Premium
Proliferation and cell death of human glioblastoma cells after carbon‐ion beam exposure: Morphologic and morphometric analyses
Author(s) -
Oishi Takuma,
Sasaki Atsushi,
Hamada Nobuyuki,
Ishiuchi Shogo,
Funayama Tomoo,
Sakashita Tetsuya,
Kobayashi Yasuhiko,
Nakano Takashi,
Nakazato Yoichi
Publication year - 2008
Publication title -
neuropathology
Language(s) - English
Resource type - Journals
SCImago Journal Rank - 0.701
H-Index - 61
eISSN - 1440-1789
pISSN - 0919-6544
DOI - 10.1111/j.1440-1789.2008.00899.x
Subject(s) - mitotic index , biology , mitosis , cytoplasm , pathology , apoptosis , microbiology and biotechnology , chemistry , medicine , biochemistry
Histological analyses of glioblastoma cells after carbon‐ion exposure are still limited and ultrastructural characteristics have not been investigated in detail. Here we report the results of morphological and morphometric analyses of a human glioblastoma cell line, CGNH‐89, after ionizing radiation to characterize the effect of a carbon‐beam on glioblastoma cells.
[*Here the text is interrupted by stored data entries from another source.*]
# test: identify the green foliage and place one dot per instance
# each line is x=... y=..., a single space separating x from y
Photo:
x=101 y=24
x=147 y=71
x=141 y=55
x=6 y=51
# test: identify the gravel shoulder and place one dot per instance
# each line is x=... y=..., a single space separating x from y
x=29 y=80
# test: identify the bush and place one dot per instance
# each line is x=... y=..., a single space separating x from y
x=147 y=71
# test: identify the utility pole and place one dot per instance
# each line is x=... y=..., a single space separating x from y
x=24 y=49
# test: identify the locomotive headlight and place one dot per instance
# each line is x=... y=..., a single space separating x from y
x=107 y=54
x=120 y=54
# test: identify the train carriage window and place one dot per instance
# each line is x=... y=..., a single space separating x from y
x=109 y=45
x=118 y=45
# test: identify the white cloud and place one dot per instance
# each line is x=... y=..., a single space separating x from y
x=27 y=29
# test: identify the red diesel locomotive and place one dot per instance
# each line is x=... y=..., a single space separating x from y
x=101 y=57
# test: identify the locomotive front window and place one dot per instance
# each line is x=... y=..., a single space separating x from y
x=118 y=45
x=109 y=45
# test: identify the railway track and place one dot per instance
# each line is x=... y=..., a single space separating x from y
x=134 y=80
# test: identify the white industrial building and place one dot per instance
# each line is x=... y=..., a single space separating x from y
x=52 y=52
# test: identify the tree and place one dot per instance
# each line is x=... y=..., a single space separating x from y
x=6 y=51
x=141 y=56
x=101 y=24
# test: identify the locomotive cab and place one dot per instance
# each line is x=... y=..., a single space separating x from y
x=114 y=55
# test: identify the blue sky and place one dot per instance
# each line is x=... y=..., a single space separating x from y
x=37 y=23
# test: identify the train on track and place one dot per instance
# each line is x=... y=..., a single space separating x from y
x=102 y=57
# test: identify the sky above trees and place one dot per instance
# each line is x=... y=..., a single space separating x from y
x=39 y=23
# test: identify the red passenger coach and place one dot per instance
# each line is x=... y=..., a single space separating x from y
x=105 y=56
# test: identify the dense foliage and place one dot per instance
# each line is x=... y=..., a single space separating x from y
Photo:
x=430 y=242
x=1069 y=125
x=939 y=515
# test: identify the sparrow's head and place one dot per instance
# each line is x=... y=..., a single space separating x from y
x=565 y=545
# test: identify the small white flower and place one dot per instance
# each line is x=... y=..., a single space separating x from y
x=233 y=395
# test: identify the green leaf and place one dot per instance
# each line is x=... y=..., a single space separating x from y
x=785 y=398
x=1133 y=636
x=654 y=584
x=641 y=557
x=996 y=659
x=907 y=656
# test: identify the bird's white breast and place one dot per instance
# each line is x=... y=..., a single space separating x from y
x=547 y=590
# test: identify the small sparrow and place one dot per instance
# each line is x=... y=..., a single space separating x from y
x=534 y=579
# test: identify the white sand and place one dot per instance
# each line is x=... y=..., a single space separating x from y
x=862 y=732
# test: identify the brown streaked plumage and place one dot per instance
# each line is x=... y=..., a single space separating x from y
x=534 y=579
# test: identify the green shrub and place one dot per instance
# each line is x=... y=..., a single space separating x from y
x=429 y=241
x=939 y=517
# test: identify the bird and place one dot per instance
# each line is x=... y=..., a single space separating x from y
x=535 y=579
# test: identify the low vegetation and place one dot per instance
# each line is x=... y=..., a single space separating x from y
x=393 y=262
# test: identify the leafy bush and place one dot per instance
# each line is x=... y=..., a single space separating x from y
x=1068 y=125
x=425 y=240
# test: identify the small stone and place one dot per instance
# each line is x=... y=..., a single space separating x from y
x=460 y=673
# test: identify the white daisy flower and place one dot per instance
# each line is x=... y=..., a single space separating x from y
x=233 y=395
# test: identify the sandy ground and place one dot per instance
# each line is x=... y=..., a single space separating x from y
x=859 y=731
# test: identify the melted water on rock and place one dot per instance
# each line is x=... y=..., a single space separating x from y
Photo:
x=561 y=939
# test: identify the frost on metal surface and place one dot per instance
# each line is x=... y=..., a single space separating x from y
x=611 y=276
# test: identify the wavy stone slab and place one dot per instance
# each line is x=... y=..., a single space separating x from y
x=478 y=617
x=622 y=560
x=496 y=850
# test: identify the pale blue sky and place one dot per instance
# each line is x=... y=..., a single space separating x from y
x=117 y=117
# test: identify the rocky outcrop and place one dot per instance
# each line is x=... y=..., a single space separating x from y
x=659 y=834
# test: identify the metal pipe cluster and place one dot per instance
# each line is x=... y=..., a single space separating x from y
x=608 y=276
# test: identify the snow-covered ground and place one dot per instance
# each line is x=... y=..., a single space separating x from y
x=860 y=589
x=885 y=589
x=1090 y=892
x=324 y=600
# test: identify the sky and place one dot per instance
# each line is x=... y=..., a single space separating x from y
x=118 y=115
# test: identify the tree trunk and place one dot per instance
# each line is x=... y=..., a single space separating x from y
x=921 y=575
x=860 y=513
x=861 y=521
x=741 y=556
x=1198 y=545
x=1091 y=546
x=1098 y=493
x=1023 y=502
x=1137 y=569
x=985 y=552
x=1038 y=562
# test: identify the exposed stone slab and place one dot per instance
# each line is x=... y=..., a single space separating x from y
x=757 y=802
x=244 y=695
Using CGNH‐89 cells exposed to 0–10 Gy of X‐ray (140 kVp) or carbon‐ions (18.3 MeV/nucleon, LET = 108 keV/μm), we performed conventional histology and immunocytochemistry with MIB‐1 antibody, transmission electron microscopy, and computer‐assisted, nuclear size measurements. CGNH‐89 cells with a G to A transition in codon 280 in exon 8 of the TP53 gene had nuclei with pleomorphism, marked nuclear atypia and brisk mitotic activity. After carbon‐ion and X‐ray exposure, living cells showed decreased cell number, nuclear condensation, increased atypical mitotic figures, and a tendency of cytoplasmic enlargement at the level of light microscopy. The deviation of the nuclear area size increased during 48 h after irradiation, while the small cell fraction increased in 336 h. In glioblastoma cells of the control, 5 Gy carbon‐beam, and 10 Gy carbon‐beam, and MIB‐1 labeling index decreased in 24 h (12%, 11%, 7%, respectively) but increased in 48 h (10%, 20%, 21%, respectively). Ultrastructurally, cellular enlargement seemed to depend on vacuolation, swelling of mitochondria, and increase of cellular organelles, such as the cytoskeleton and secondary lysosome. We could not observe apoptotic bodies in the CGNH‐89 cells under any conditions. We conclude that carbon‐ion irradiation induced cell death and senescence in a glioblastoma cell line with mutant TP53. Our results indicated that the increase of large cells with enlarged and bizarre nuclei, swollen mitochondria, and secondary lysosome occurred in glioblastoma cells after carbon‐beam exposure.